Is there anyone who doesn’t know the legend of El Zorro? The character has had countless incarnations since it first appeared in Johnston McCulley’s novel, The Curse of Capistrano, and one of the most recent is Stephen Clark, Helen Edmundson and The Gipsy Kings Zorro The Musical which first premiered in the West End in 2008, and is now revived at the Charing Cross Theatre under the direction of Christian Durham.
The musical follows the Zorro story that many of us grew up with, the young nobleman Don Diego de la Vega is sent from his home in Los Angeles (it was a lot smaller back then) to Spain to study, but instead joins a group of gypsies, and as ‘King of the Gypsies’ spends his days “drinking in the gutter”. When he discovers that his brother has usurped his father and is oppressing the people of Los Angeles, he returns with his band of gypsies and takes on the alter ego of the sword wielding Zorro.
In this production, much smaller than at the Garrick, the cast is comprised of a group of talented actor-musicians bringing the Gipsy Kings rousing score to life. Audiences will undoubtedly recognise ‘Bamboléo’, one of the Gipsy Kings biggest hits, but they might be surprised by the richness and vibrancy of the remaining musical numbers.
The Charing Cross Theatre remains in its in-the-round configuration for this production, the set is fairly simple, comprised of wooden ladders and ropes, yet it feels sumptuous, especially when bathed in Matt Haskins warm lighting design.
The stage is often fairly crowded as it’s a big cast, but Rosa Maggiora’s bright, colourful and authentic looking costumes further emphasise the feeling that this is something special. At times this looks and feels like a West End show, but is able to immerse the audience in the sights, sounds and passion of Spanish culture in the way a bigger stage couldn’t.
Of course, some of the magical elements seen in the original production are lost here, but that doesn’t mean Durham’s version isn’t without some magic of its own; the final scene before the interval drawing the odd gasp from the audience.
Benjamin Purkiss confidently leads the cast as the title character, while managing to retain the gentleness of Diego when not wearing the infamous black outfit. Alex Gibson-Giorgio cuts a terrifying figure as the pretender to the throne, Ramón. Anger and venom spews forth from Gibson-Giogio with such voracity we’re left in no doubt why the people of the pueblo are so terrified of their leader.

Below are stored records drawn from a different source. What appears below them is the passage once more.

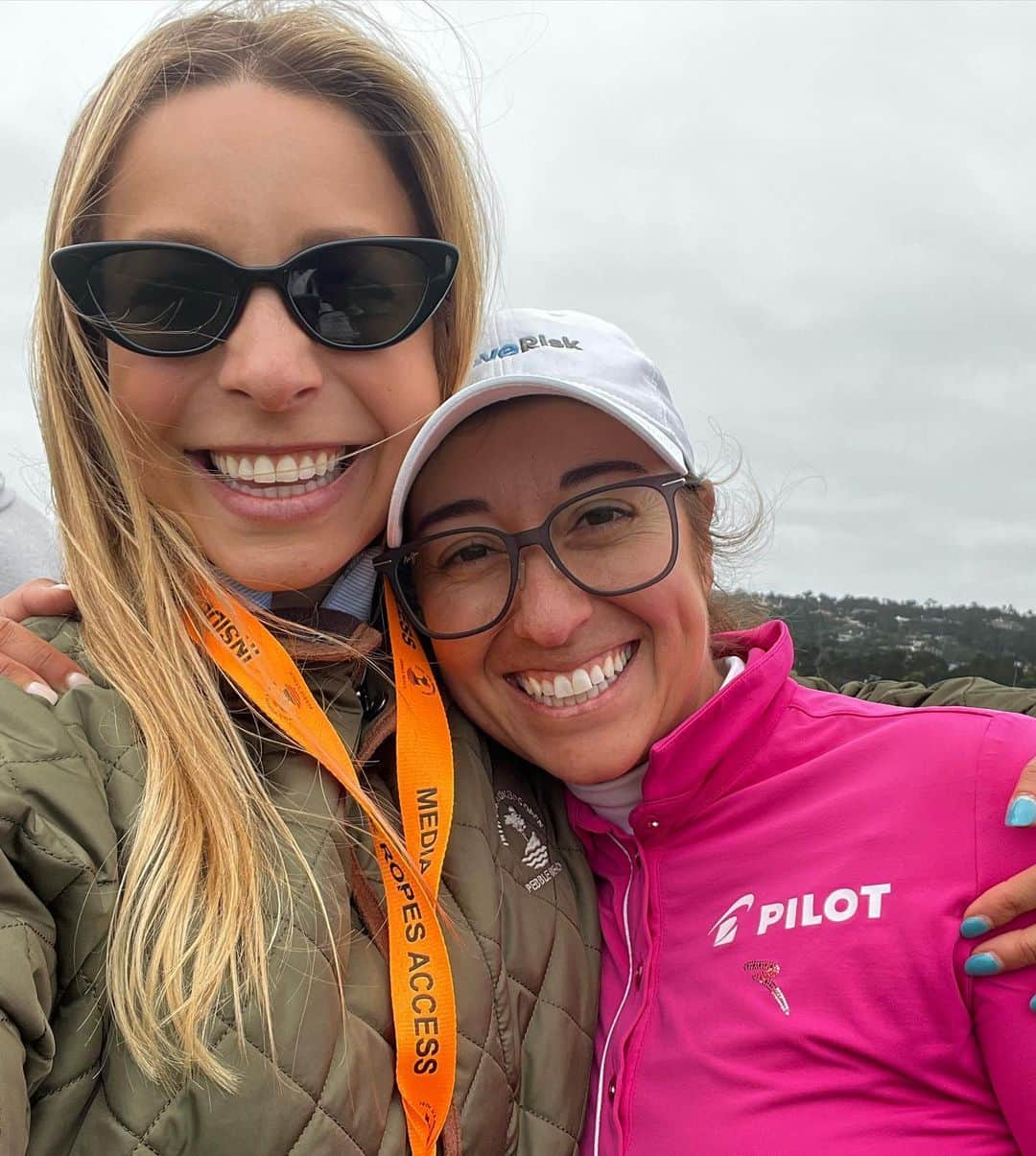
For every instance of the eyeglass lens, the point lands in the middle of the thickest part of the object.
(609, 542)
(169, 300)
(163, 299)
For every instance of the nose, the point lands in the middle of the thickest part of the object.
(548, 607)
(269, 357)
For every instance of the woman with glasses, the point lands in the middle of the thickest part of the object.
(781, 870)
(265, 270)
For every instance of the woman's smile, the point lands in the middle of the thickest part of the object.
(276, 484)
(592, 682)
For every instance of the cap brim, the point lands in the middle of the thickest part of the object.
(480, 395)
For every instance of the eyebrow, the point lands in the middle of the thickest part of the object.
(570, 478)
(597, 468)
(451, 510)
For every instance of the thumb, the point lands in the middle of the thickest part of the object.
(39, 597)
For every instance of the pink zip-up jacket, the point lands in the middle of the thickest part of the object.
(783, 970)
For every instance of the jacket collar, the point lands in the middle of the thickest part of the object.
(713, 750)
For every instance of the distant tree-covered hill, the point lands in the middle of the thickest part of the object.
(845, 638)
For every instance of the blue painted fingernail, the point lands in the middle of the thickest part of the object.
(985, 963)
(1023, 812)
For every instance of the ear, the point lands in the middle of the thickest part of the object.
(705, 495)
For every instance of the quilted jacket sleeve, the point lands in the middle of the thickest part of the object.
(978, 693)
(28, 973)
(50, 790)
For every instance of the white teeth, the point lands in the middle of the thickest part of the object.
(578, 686)
(287, 469)
(264, 469)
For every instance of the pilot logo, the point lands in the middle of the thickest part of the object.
(765, 973)
(726, 926)
(809, 909)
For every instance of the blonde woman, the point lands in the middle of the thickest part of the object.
(249, 305)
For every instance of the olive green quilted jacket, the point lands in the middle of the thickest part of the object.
(524, 951)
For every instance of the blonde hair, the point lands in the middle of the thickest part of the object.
(204, 880)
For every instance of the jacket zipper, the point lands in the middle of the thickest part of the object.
(629, 984)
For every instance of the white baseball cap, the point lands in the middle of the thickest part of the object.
(559, 354)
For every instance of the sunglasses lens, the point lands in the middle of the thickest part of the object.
(162, 300)
(359, 295)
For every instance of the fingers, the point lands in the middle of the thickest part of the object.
(39, 597)
(35, 665)
(1001, 904)
(1009, 952)
(1023, 810)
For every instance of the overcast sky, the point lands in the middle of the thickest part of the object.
(820, 219)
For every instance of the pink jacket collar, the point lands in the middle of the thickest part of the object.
(714, 749)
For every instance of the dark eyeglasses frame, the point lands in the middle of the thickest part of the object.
(72, 267)
(388, 561)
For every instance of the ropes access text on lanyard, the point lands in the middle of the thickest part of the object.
(423, 1007)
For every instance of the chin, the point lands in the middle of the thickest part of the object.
(260, 570)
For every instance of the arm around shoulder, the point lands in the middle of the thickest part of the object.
(977, 693)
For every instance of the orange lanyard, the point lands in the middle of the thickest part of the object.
(423, 1005)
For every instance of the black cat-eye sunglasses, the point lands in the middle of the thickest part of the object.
(168, 299)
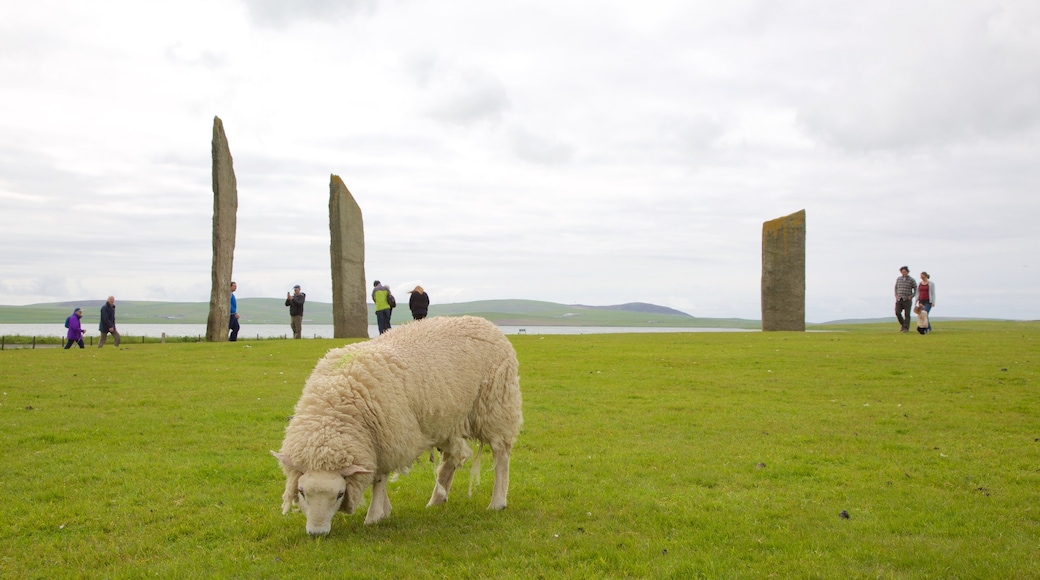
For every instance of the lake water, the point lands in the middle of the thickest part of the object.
(323, 331)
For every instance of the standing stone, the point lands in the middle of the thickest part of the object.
(783, 273)
(225, 216)
(349, 308)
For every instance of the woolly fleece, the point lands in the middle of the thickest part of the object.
(371, 409)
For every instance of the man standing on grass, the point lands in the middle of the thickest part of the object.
(381, 296)
(295, 304)
(107, 324)
(233, 323)
(906, 289)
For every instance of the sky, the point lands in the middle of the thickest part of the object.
(589, 152)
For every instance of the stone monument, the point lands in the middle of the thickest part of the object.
(349, 308)
(783, 273)
(225, 219)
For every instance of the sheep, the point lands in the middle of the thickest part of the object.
(370, 409)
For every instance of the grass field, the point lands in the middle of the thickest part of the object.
(664, 455)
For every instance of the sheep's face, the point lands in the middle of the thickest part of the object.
(320, 494)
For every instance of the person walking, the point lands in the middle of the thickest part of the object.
(926, 296)
(418, 302)
(75, 334)
(107, 324)
(295, 304)
(233, 323)
(382, 297)
(906, 289)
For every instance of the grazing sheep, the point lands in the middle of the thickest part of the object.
(371, 407)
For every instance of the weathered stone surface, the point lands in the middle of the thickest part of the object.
(783, 273)
(225, 220)
(349, 310)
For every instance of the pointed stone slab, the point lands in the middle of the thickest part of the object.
(783, 273)
(349, 309)
(225, 220)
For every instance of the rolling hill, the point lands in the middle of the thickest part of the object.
(273, 311)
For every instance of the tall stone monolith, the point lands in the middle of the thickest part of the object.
(783, 273)
(349, 310)
(225, 219)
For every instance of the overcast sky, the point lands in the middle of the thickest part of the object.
(588, 152)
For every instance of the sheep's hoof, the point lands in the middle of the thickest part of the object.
(437, 500)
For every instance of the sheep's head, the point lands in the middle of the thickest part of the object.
(320, 494)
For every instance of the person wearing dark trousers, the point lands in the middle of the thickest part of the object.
(926, 296)
(233, 323)
(295, 304)
(107, 324)
(75, 334)
(906, 289)
(381, 296)
(418, 302)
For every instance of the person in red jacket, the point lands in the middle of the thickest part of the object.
(926, 295)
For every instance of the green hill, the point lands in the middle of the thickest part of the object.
(273, 311)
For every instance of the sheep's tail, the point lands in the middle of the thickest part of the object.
(474, 470)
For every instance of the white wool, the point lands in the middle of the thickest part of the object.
(370, 409)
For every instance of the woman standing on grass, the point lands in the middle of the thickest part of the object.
(75, 333)
(418, 302)
(926, 295)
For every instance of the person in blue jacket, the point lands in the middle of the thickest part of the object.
(233, 323)
(75, 334)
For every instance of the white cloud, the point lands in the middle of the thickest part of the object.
(534, 150)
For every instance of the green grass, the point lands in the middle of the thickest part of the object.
(664, 455)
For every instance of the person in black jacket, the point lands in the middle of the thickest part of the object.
(418, 302)
(295, 304)
(107, 324)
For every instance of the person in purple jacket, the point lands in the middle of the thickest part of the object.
(75, 333)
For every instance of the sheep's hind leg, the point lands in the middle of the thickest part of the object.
(501, 488)
(445, 474)
(380, 507)
(455, 452)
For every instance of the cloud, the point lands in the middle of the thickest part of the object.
(467, 98)
(537, 149)
(925, 85)
(281, 15)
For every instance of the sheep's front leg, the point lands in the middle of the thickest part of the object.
(501, 476)
(380, 507)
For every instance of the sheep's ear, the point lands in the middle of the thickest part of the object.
(286, 460)
(291, 489)
(353, 470)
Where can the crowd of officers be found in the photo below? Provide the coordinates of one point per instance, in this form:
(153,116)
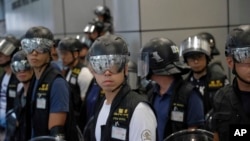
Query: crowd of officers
(77,88)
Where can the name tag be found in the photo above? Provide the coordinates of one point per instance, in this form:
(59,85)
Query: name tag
(41,103)
(73,80)
(177,116)
(118,133)
(12,93)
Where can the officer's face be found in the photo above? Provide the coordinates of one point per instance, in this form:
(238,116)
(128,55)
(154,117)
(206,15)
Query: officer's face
(37,60)
(197,62)
(68,57)
(25,75)
(242,69)
(108,80)
(4,58)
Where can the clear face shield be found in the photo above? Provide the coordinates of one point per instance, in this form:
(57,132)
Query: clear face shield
(40,45)
(18,66)
(241,55)
(195,44)
(113,63)
(89,28)
(6,47)
(143,64)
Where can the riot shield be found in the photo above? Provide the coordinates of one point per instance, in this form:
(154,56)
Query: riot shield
(45,138)
(191,135)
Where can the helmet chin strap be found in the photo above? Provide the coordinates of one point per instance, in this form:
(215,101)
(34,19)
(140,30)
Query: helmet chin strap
(240,78)
(123,83)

It is also the most nuanced performance of the night, leaving the audience torn between feelings of hatred and pity for the character.
While this could technically be classed as a comedy musical; it certainly doesn’t take itself too seriously, and Marc Pickering has some scene stealing moments as Sergeant García, there’s far more to it than that. A real sense of adventure is evoked and the thrilling sword fights have been choregraphed beautifully. The story is enriched by Diego’s childhood friend, Luisa (Paige Fenlon) and the gypsy, Inez (Phoebe Panaretos). Both performers, particularly in their solo numbers, are outstanding.
If you’re going to take a West End show and revive it in a smaller theatre, then this is the way to do it. Not only does Zorro The Musical look and sound fantastic, it draws the audience into its classic tale of chivalry, love and family feuds. Christian Durham’s production means that the legend of El Zorro remains as iconic as it ever was.